360 é quantos graus tem o giro que a Terra dá em torno de si própria até voltar ao ponto de partida pra recomeçar. É também o título do mais novo longa dirigido por Fernando Meirelles, que abriu na noite de ontem, com pompa e circunstância, o 40º Festival de Cinema de Gramado.
Lucia Siposová - Mirkha - e Gabriela Marcinkova - Anna - em cena de 360 |
A princípio parece apenas mais um filme-colagem: estilo em que várias tramas independentes correm paralelas, interconectando-se em algum momento. São 9 histórias de personagens à primeira vista totalmente distintos, de diferentes religiões e nacionalidades. À medida que a narrativa segue, novas facetas vão se revelando. Para além da mera casualidade dos encontros, um ponto em comum intersecciona a vida desses personagens. Todos são colocados diante de uma encruzilhada, uma 'tentação', onde precisam fazer uma escolha: Trair ou ser fiel? Pular a cerca ou segurar a onda? Render-se ao desejo carnal profano e momentâneo, ou manter-se firme nos laços sagrados da moral religiosa e da ética familiar? Enfim: se segurar ou prevaricar?
Cada personagem lida com essa situação de modo diverso, mas é fácil adivinhar que quase todos caem na tentação, e acabam tendo que arcar com as consequências de suas escolhas. Todavia, numa ousada ironia dramática, justamente o personagem de quem se espera os atos de maior vandalismo libidinal – um psicopata especializado em crimes de agressão sexual – é quem consegue a façanha de domar o imperativo de seu desejo, num momento em que todos admitem, e até torcem, para que ele também caia na teia florida da tentação; inclusive nós, espectadores. Um golpe certeiro do roteiro de Peter Morgan.
Ben Foster em cena de 360 |
O elenco esbanja charme. Meirelles sabe extrair o melhor de cada ator e as atuações são quase sempre memoráveis. Os principais destaques são: Anthony Hopkins, que felizmente consegue sair da mesmice que vinha imprimindo a seus últimos papeis; Ben Foster, cujo mergulho no universo do personagem confere uma densidade inesperada a um biótipo que facilmente poderia cair no lugar-comum; e Maria Flor, que surpreende pela desenvoltura com que contracena com essas feras sem perder a naturalidade e garantindo a emoção à flor da pele. Aquela, lacrimosa, que o público brasileiro não abre mão .. Maria Flor é a grande (e boa) surpresa deste elenco e, sem dúvida, 360 representará um divisor de águas em sua careira.
Maria Flor na coletiva de imprensa hoje (foto Graça Paes/Rio News)
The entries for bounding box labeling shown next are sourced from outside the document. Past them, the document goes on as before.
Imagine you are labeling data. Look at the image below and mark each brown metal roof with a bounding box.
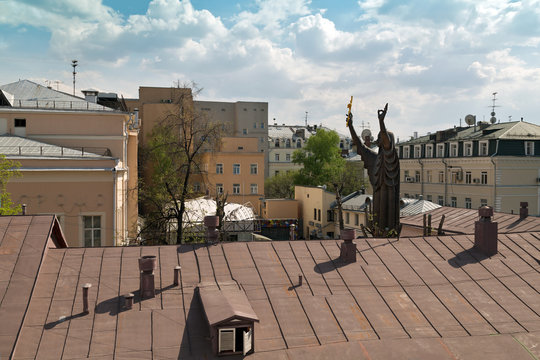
[400,206,540,234]
[198,283,259,326]
[8,232,540,359]
[0,215,66,359]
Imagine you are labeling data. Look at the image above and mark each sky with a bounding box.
[0,0,540,140]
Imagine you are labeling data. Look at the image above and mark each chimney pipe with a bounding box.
[339,229,356,263]
[474,206,498,256]
[82,283,92,314]
[174,265,182,286]
[519,201,529,220]
[139,255,156,299]
[124,293,135,310]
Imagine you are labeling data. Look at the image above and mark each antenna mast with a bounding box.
[71,60,79,96]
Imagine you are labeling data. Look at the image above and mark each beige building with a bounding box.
[294,186,336,239]
[268,123,353,177]
[0,80,138,246]
[199,137,265,214]
[398,121,540,216]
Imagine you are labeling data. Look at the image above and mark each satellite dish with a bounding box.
[465,114,476,125]
[361,129,371,140]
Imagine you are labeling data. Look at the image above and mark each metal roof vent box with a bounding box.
[197,283,259,355]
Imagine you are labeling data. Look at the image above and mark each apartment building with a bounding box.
[294,186,336,239]
[0,80,138,246]
[268,123,353,177]
[397,121,540,216]
[199,137,265,215]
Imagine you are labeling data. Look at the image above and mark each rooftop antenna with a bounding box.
[71,60,79,96]
[489,92,498,124]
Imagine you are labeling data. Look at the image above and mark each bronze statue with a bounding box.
[347,101,401,237]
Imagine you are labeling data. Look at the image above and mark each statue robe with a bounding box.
[357,132,399,234]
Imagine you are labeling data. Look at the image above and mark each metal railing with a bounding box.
[0,145,112,157]
[12,100,119,112]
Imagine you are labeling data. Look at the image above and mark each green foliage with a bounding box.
[139,86,221,244]
[0,154,22,215]
[293,129,345,186]
[264,171,298,199]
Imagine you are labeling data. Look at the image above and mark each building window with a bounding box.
[15,119,26,127]
[450,143,458,157]
[525,141,534,156]
[403,146,411,159]
[463,142,472,156]
[478,141,488,156]
[82,215,101,247]
[437,144,444,157]
[426,144,433,157]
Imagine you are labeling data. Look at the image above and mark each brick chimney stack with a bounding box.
[474,206,498,256]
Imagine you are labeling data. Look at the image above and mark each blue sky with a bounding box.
[0,0,540,139]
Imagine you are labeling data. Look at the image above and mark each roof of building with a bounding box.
[0,215,67,359]
[0,80,115,111]
[197,282,259,326]
[7,233,540,359]
[399,199,441,216]
[0,134,111,159]
[400,121,540,145]
[400,206,540,234]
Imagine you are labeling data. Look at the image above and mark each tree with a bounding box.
[0,154,22,215]
[264,171,298,199]
[293,129,345,186]
[140,86,222,244]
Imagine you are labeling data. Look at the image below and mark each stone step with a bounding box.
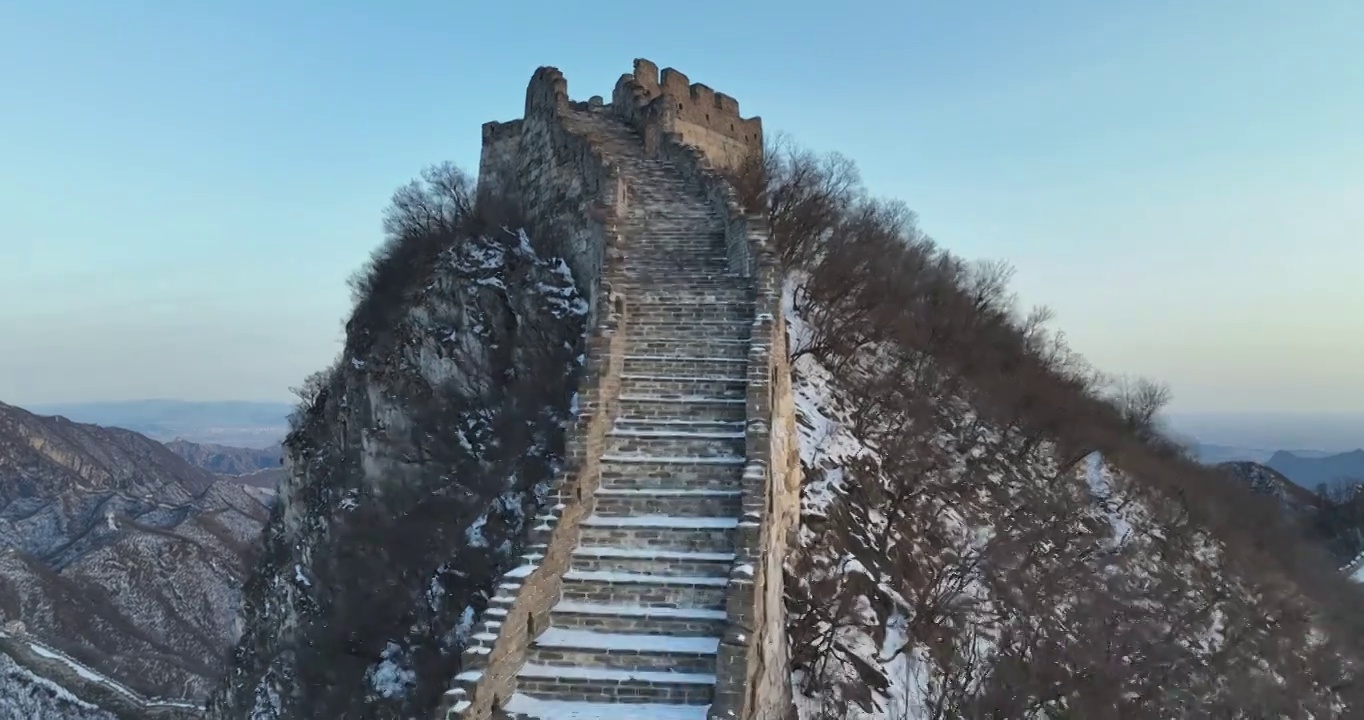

A trilha sonora funciona impecavelmente. Cada historinha tem seu tema. Canções e personagens estão sintonizados de tal maneira que em um dos casos é o próprio ator que compõe e interpreta sua música tema. Pensaram no Jude Law? Não. Sir Anthony Hannibal Hopkins. Ele mesmo, compondo e cantando.
E o que dizer da direção do filme? Como era de se esperar, destila competência, sutileza e conhecimento de causa. Querendo fazer um filme sobre as emoções humanas e partindo da premissa poética de que “só o que se esconde pode ser revelado”, o diretor opta por sugerir mais que explicitar, “deixando um espaço para que o espectador complete em sua cabeça o que não vê na tela”, nas palavras do próprio Fernando Meirelles. Ele faz eficiente uso de recursos difíceis e ousados, tais como movimentos de câmera não sincronizados com o movimento dos atores .. Ele prioriza focos e enquadramentos pouco usuais, geralmente deixando a ação real do filme não tão centralizada, nem tão focada, nem tão explícita quanto estamos acostumados a ver no cinema contemporâneo.
A fotografia de Adriano Goldman acompanha com maestria as concepções da direção, usa e abusa da luz natural, e não é casual a captura em 16mm, que na telona resulta numa textura pouco habitual, mais granulada, como que pondo “uma espécie de véu entre o objeto fotografado e quem está assistindo”. As opções acertadas de direção e fotografia conferem grande eficácia estética ao produto final, contribuindo decisivamente para que o filme encontre o clima de drama psicológico e um charme atemporal .. imprescindíveis !!